Die Alpwirtschaft und die Weidetierhaltung waren für die Massentierhaltungs-Initiative. Wenn sie sich für die Massentierhaltungs-Initiative eingesetzt haben, heisst das nichts anderes, als dass sie die Weidetierhaltung vorziehen. Wer Weidetierhaltung will, muss auch die Möglichkeiten und Rahmenbedingungen schaffen, dass Weidetierhaltung bei uns im Voralpen- und im Alpengebiet überhaupt möglich ist. Ja, eine hundertprozentige Sicherheit wird es nicht geben. Die Bauern werden auch in Zukunft die Sorge um ihre Nutztiere haben müssen. Sie dürfen aber verlangen, dass die Sorge um die Nutztiere und die Pflege der Kulturlandschaft mindestens gleich hoch gewichtet werden wie die Anliegen des Artenschutzes. Unsere Kulturlandschaft verdient es, dass ihr ein mindestens gleichwertiger Schutz zukommt wie dem Wolf.

Ich komme jetzt noch zum Kompromissvorschlag, der verschiedentlich in die Diskussion eingebracht wurde. Ich frage mich heute: Wer hat da mit wem Kompromisse vereinbart? Wenn ich die Medienmitteilung von gestern dazu lese, stelle ich fest, dass sich jedenfalls die Nutzerverbände vom Kompromissvorschlag verabschiedet haben. Es sind die Schutzorganisationen, die sich auf den Standpunkt stellen, man könne das auf eine andere Art und Weise lösen, als es unsere vorberatende Kommission vorsieht. Im Unterschied zu unserem Antrag für eine vorbeugende Regulierung knüpft der sogenannte Kompromissvorschlag - es ist eine ziemlich brüchige Angelegenheit geworden, wenn man berücksichtigt, wer sich noch hinter diesen Vorschlag stellt - an Artikel 12 an, im Wesentlichen also an der geltenden Regelung. Diese setzt voraus, dass ein Schaden entstanden ist oder droht. Der Kompromissvorschlag setzt für die Regulierung einen "wahrscheinlichen zukünftigen wesentlichen" Schaden oder eine konkrete Gefährdung von Menschen voraus.

Gehen Sie mit dieser Formulierung einmal in der Praxis um. Der Vorschlag verändert in Wirklichkeit gegenüber der Situation von heute herzlich wenig. Es handelt sich um den hilflosen Versuch, die Leute glauben zu lassen, man würde das Problem ernsthaft angehen. In Wirklichkeit handelt es sich [PAGE 1035] um eine schwammige Placebo-Gesetzgebung ohne Steuerungswirkung. Gesetze, die nur so tun, als würden sie etwas bewirken, schaden aber mehr, als sie nützen. Dort, wo Realität auf Ideologie trifft, wähle ich die Realität und trage dazu bei, die Probleme, die in Wirklichkeit vorhanden sind, zu lösen.

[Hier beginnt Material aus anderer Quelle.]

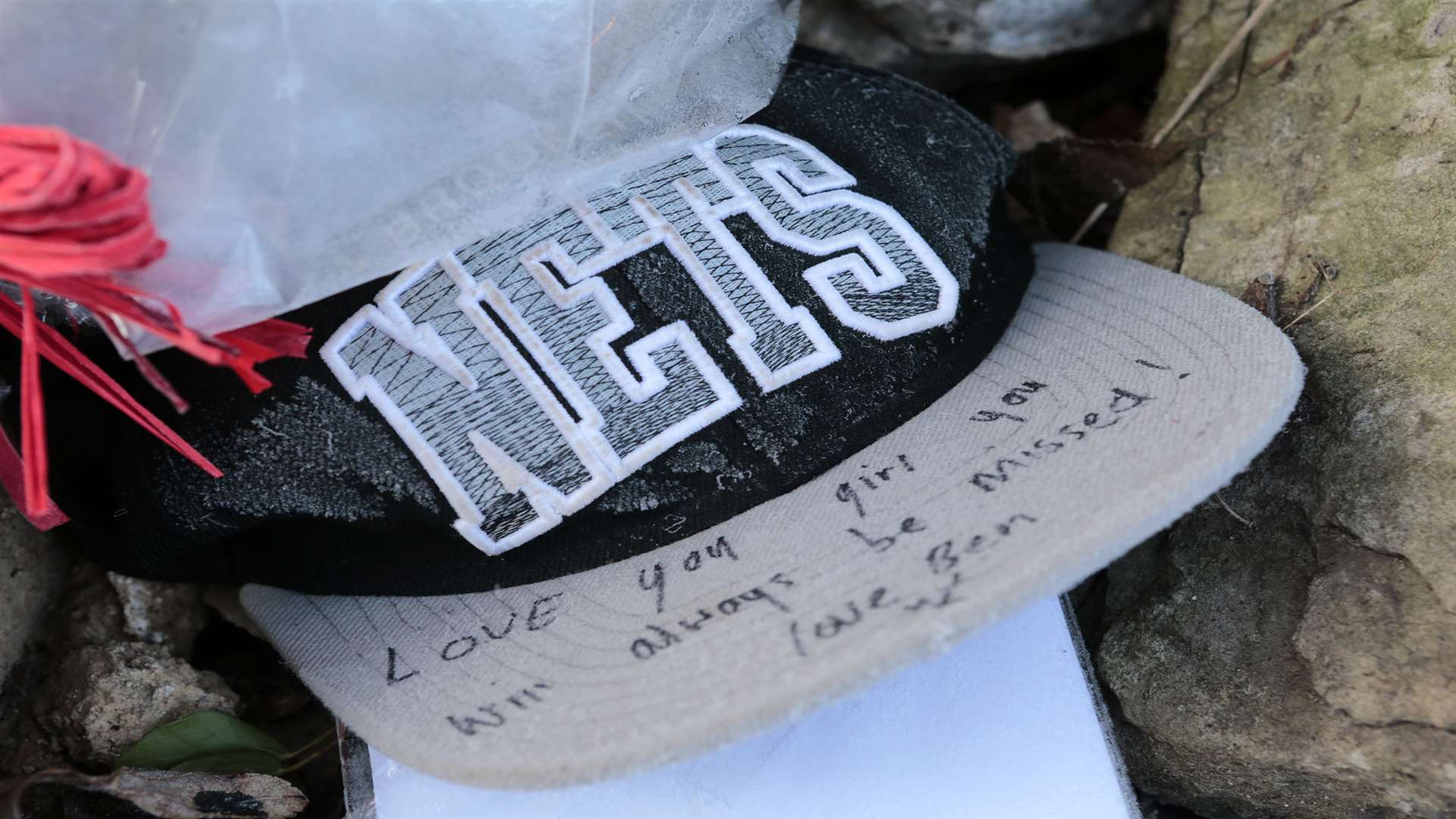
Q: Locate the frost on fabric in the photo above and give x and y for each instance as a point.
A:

Nochmals: Der Antrag der Kommission stellt nicht darauf ab, die Wolfspopulationen auszurotten, ganz im Gegenteil. Es wird gesagt, es müsse ein akzeptierter Erhaltungszustand erreicht werden, was nichts anderes besagt, als dass man bereit ist, mit dem Wolf in der Schweiz zu leben. Wenn dieser Zustand aber überschritten ist, kann es keine andere Möglichkeit geben, als regulierend zu verhindern, dass wir in fünf Jahren 500 Wölfe und in zehn Jahren vielleicht 700 Wölfe im Land haben und dass wir dann überhaupt nicht mehr in der Lage sind, das Problem zu lösen.

Deshalb begrüsse ich den Antrag unserer Kommission sehr. Ich habe noch einen Einzelantrag formuliert, welcher ergänzend dazu eine Lücke schliessen will. Diesen werde ich dann anschliessend begründen.